Vertex Pharmaceuticals (Europe) Limited, 86-88 Jubilee Avenue, Abingdon, Oxfordshire, OX14 4RW, UK.
Chembiochem. 2018 Mar 16;19(6):552-561. doi: 10.1002/cbic.201700560. Epub 2018 Jan 31.
Indoleamine-2,3 dioxygenase 1 (IDO1) has emerged as a central regulator of immune responses in both normal and disease biology. Due to its established role in promoting tumour immune escape, IDO1 has become an attractive target for cancer treatment. A novel series of highly cell potent IDO1 inhibitors based on a 4-amino-1,2,3-triazole core have been identified. Comprehensive kinetic, biochemical and structural studies demonstrate that compounds from this series have a noncompetitive kinetic mechanism of action with respect to the tryptophan substrate. In co-complex crystal structures, the compounds bind in the tryptophan pocket and make a direct ligand interaction with the haem iron of the porphyrin cofactor. It is proposed that these data can be rationalised by an ordered-binding mechanism, in which the inhibitor binds an apo form of the enzyme that is not competent to bind tryptophan. These inhibitors also form a very tight, long-lived complex with the enzyme, which partially explains their exquisite cellular potency. This novel series represents an attractive starting point for the future development of potent IDO1-targeted drugs.
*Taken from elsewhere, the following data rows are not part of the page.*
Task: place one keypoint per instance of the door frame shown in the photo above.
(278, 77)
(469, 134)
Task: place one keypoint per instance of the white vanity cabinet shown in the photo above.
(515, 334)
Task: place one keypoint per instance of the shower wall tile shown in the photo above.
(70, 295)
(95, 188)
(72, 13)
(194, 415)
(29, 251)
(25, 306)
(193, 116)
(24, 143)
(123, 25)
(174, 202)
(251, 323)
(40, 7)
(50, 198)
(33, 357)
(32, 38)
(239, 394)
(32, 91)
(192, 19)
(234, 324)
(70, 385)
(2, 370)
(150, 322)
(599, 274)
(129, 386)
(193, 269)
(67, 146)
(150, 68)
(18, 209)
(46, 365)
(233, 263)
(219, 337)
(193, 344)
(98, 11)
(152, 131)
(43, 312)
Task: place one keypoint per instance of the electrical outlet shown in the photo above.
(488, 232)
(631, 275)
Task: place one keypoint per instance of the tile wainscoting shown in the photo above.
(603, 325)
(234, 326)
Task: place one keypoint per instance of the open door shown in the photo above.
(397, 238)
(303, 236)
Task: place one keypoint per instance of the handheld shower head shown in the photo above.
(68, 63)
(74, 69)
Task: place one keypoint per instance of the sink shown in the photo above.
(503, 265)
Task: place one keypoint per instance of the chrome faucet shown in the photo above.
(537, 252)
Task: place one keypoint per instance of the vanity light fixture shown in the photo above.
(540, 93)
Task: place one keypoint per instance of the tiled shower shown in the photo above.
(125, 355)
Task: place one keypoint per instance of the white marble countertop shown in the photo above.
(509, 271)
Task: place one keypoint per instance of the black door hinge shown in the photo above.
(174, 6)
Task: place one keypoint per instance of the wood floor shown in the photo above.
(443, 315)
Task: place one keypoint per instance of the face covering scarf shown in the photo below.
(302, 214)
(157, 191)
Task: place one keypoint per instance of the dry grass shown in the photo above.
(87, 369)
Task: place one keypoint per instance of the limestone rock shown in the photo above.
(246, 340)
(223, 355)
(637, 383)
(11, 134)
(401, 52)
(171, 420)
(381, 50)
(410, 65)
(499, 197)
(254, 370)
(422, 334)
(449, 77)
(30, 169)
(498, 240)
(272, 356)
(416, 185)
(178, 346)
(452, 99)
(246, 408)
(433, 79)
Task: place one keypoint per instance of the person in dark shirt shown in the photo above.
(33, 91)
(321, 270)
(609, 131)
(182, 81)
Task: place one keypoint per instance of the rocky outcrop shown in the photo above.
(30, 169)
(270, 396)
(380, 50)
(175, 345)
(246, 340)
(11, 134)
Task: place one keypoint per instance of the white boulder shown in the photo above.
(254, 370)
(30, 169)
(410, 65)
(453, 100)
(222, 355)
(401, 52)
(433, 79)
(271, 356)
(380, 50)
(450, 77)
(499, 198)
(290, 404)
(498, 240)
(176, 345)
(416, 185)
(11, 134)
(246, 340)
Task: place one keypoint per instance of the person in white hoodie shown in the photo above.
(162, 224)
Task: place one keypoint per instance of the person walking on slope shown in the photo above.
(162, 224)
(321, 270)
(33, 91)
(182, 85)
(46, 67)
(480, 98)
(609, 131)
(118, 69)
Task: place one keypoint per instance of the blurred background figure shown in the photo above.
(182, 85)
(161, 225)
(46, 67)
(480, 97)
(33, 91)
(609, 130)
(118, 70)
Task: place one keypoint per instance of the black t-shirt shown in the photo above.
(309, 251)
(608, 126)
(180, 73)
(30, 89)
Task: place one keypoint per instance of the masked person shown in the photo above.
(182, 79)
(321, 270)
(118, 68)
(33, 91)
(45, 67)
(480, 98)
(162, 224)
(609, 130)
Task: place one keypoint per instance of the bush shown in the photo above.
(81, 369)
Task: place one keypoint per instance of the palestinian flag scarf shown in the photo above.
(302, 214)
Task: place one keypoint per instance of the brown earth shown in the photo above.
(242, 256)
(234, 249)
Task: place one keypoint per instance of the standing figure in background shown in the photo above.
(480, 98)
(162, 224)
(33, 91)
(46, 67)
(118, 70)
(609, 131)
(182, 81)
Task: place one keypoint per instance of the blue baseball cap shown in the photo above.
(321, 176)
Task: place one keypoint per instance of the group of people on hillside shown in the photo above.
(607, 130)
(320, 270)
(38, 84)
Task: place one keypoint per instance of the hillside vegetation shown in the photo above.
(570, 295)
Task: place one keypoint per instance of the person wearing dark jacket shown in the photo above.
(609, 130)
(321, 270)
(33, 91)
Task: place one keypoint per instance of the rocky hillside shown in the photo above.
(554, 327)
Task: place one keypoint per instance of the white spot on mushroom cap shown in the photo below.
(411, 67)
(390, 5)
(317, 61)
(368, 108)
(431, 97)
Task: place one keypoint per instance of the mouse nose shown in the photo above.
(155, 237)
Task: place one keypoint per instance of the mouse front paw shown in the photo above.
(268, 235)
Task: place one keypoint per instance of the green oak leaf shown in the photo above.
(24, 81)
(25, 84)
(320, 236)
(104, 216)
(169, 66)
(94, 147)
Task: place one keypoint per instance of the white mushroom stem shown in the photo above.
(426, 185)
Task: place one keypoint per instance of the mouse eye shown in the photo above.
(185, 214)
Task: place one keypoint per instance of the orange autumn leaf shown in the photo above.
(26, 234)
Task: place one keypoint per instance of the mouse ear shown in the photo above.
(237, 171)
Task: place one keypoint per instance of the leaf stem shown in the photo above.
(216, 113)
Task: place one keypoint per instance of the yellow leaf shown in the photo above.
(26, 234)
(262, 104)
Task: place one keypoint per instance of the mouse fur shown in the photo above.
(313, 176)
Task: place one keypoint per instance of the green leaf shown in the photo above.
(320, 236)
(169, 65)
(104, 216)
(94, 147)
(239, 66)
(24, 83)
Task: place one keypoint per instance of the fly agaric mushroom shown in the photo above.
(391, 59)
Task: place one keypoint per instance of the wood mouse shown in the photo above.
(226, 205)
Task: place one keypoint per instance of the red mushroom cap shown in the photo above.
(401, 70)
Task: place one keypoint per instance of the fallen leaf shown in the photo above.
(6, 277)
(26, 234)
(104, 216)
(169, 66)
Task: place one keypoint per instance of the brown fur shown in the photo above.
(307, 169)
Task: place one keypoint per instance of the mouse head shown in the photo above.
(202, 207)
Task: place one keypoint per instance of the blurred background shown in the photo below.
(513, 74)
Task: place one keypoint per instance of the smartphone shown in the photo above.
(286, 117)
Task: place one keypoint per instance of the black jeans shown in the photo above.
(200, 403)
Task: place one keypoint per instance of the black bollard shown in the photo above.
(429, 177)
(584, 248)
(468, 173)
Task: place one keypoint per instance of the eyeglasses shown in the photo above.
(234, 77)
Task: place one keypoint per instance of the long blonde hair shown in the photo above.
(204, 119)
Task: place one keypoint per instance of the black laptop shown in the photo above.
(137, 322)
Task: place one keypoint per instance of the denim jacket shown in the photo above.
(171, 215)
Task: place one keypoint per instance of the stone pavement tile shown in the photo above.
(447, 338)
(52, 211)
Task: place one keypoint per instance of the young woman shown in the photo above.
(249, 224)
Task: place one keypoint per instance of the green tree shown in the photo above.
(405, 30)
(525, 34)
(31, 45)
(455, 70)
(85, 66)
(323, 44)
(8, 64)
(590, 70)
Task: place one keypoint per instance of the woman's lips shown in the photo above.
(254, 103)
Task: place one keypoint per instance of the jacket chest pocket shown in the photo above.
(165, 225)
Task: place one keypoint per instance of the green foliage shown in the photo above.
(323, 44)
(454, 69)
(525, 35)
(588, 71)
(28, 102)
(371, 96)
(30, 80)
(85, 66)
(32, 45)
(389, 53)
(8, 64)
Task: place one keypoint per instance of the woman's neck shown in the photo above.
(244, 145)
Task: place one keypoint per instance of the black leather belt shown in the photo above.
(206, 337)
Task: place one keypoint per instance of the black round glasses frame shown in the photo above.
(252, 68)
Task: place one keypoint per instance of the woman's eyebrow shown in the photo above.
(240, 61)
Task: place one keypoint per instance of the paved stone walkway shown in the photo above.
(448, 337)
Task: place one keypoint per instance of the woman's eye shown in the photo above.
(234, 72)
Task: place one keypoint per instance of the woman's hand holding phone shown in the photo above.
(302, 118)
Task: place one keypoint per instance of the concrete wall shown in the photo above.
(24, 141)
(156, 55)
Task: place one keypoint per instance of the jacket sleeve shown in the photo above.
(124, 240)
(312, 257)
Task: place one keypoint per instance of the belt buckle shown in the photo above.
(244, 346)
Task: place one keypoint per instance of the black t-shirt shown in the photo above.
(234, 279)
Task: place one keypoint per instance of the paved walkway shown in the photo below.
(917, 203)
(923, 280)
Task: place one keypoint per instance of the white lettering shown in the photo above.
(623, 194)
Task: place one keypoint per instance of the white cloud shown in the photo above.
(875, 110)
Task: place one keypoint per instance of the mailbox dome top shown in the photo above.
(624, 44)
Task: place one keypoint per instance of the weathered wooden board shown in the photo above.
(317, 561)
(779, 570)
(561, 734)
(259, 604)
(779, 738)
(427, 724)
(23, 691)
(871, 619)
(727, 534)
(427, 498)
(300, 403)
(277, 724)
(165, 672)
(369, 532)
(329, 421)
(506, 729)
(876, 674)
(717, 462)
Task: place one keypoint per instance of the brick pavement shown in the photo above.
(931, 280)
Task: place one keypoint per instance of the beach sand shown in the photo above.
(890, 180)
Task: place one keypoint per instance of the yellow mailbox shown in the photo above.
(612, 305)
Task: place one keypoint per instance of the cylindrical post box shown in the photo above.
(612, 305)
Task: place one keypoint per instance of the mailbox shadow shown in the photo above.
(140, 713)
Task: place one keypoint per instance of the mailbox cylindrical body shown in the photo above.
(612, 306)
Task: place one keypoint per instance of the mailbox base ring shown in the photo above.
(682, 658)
色氨酸 2,3-双加氧酶 1(IDO1)已成为正常和疾病生物学中免疫反应的主要调节剂。由于其在促进肿瘤免疫逃逸方面的既定作用,IDO1 已成为癌症治疗的一个有吸引力的靶点。已经鉴定出一系列基于 4-氨基-1,2,3-三唑核心的高度细胞有效的 IDO1 抑制剂。综合的动力学、生化和结构研究表明,该系列化合物对色氨酸底物具有非竞争性的动力学作用机制。在共晶结构中,这些化合物结合在色氨酸口袋中,并与卟啉辅因子的血红素铁直接发生配体相互作用。据推测,这些数据可以通过有序结合机制来合理化,其中抑制剂结合的酶的无活性形式不能与色氨酸结合。这些抑制剂也与酶形成非常紧密、长寿命的复合物,这部分解释了它们卓越的细胞效力。这个新系列代表了未来开发有效 IDO1 靶向药物的一个有吸引力的起点。